On Jul 8, 2014, at 8:18 AM, Elliot Barlas <Elliot.Barlas at citrix.com> wrote:

> JDK and JVM options:
> 
> $ /usr/java/jdk1.7.0_51/bin/java -version
> java version "1.7.0_51"
> Java(TM) SE Runtime Environment (build 1.7.0_51-b13)
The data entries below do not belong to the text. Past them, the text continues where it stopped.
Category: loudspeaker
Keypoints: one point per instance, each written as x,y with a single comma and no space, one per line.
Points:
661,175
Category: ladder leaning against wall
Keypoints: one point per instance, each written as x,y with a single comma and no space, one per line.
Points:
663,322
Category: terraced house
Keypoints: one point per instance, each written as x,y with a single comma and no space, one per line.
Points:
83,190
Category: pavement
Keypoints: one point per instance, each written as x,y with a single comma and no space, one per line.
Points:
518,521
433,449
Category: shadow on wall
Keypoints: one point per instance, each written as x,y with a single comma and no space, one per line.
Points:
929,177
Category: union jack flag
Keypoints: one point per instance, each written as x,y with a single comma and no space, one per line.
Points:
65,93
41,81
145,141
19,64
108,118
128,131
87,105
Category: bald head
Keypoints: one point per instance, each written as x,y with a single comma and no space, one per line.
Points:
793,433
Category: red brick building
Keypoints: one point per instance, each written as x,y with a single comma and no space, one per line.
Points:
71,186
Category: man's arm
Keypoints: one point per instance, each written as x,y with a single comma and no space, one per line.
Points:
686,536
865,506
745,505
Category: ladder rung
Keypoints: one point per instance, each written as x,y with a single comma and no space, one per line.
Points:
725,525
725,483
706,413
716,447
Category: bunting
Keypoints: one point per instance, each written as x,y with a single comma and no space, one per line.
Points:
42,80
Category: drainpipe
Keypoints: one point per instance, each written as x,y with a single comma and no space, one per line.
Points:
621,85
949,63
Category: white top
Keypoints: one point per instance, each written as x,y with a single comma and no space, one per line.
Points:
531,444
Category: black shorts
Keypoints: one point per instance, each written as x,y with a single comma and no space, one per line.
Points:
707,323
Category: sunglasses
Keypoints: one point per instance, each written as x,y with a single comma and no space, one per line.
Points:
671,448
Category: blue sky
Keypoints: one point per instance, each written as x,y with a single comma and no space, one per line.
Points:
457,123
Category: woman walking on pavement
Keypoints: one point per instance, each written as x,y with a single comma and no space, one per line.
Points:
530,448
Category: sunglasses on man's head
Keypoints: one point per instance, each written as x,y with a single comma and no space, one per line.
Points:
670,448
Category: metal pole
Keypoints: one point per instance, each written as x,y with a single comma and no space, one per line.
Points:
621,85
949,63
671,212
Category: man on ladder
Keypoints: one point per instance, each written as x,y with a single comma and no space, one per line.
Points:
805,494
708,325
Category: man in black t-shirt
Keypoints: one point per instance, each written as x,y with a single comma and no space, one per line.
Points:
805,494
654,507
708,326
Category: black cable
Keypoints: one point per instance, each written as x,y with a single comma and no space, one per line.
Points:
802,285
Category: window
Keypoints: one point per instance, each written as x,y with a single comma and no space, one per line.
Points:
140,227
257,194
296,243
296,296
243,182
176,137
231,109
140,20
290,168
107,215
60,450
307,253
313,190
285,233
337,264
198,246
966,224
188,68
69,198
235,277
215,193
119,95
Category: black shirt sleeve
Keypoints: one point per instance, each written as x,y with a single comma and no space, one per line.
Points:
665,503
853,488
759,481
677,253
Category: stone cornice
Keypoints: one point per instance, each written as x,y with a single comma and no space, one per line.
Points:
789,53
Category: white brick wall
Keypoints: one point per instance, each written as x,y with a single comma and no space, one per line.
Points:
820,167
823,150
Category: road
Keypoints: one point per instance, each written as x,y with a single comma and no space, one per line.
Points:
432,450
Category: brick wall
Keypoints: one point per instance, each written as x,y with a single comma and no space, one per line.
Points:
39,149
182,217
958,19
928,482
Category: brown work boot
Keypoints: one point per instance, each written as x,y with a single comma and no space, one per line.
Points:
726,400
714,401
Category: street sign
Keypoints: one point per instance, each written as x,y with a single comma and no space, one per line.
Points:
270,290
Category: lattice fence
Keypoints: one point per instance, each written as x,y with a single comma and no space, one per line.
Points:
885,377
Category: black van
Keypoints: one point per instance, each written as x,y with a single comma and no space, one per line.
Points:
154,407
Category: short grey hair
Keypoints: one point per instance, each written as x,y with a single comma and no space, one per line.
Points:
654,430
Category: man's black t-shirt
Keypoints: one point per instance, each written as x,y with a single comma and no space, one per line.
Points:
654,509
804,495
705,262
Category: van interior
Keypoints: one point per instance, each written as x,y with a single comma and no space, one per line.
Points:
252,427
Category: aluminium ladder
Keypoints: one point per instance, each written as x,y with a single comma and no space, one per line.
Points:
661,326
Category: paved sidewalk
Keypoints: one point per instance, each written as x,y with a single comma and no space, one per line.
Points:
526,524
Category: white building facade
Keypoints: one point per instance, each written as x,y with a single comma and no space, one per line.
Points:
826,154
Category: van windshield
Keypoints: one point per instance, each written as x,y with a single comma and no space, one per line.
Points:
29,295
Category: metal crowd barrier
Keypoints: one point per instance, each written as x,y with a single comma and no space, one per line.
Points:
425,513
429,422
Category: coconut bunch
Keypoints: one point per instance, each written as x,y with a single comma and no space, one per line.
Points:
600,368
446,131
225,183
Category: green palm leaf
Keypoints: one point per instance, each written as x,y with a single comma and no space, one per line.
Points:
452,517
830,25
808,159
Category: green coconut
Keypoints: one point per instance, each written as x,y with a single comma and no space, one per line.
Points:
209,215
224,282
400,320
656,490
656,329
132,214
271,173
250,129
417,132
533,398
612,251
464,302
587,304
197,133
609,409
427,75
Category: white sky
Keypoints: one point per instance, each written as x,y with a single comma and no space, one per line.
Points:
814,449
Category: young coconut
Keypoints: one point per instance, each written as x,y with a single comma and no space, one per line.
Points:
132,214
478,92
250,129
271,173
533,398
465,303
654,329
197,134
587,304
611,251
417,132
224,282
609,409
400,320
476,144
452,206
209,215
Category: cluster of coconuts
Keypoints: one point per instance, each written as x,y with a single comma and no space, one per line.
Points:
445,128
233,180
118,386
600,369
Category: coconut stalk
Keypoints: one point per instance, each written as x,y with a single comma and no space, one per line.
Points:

> Java HotSpot(TM) 64-Bit Server VM (build 24.51-b03, mixed mode)
> 
> -Xms2048m
> -Xmx2048m
> -XX:PermSize=256m
> -XX:MaxPermSize=256m
> -XX:+UseConcMarkSweepGC
> -XX:+PrintClassHistogram
> -XX:+DisableExplicitGC
> -XX:+PrintGCDateStamps
> -XX:+PrintGCDetails
> -XX:+PrintTenuringDistribution
> -XX:+HeapDumpOnOutOfMemoryError
> -XX:HeapDumpPath=<logs dir>
> -Xloggc:<log path>
> 
> From: Kirk Pepperdine [kirk at kodewerk.com]
> Sent: Monday, July 07, 2014 11:13 PM
> To: Srinivas Ramakrishna
> Cc: Elliot Barlas; hotspot-gc-dev at openjdk.java.net openjdk.java.net
> Subject: Re: Continuous CMS Collections Followed By Concurrent Mode Failure
> 
> Hi Ramki and Elliot,
> 
> That was actually my guess. There is only 1 perm record in the file and although it shows that perm is grossly over-sized (ok, there is only one record ;-)) all of the recovery comes from the CMF which suggests perm is involved. All of the other CMS cycles are clearly due to tenured never being below the initiating occupancy fraction. Even without a young collection the initial marks are constantly reporting an occupancy of >1920xxxK of 1929xxxK. Oddly enough the ParNew’s only once promoted enough to trip the concurrent mode failure and oddly enough each of the CMS cycles (without the intervening ParNew) seem to recover about 1xxK bytes per cycle.
> 
> 2014-06-10T22:56:18.793-0700: 4999527.565: [GC [1 CMS-initial-mark: 1920286K(1926784K)] 2051254K(2080128K), 0.3388330 secs] [Times: user=0.33 sys=0.00, real=0.33 secs] 
> …...
> 2014-06-10T22:56:26.242-0700: 4999535.014: [GC2014-06-10T22:56:26.242-0700: 4999535.014: [ParNew2014-06-10T22:56:26.256-0700: 4999535.028: [CMS-concurrent-abortable-preclean: 1.948/3.114 secs] [Times: user=1.93 sys=0.12, real=3.11 secs] 
>  (promotion failed)
> Desired survivor size 8716288 bytes, new threshold 6 (max 6)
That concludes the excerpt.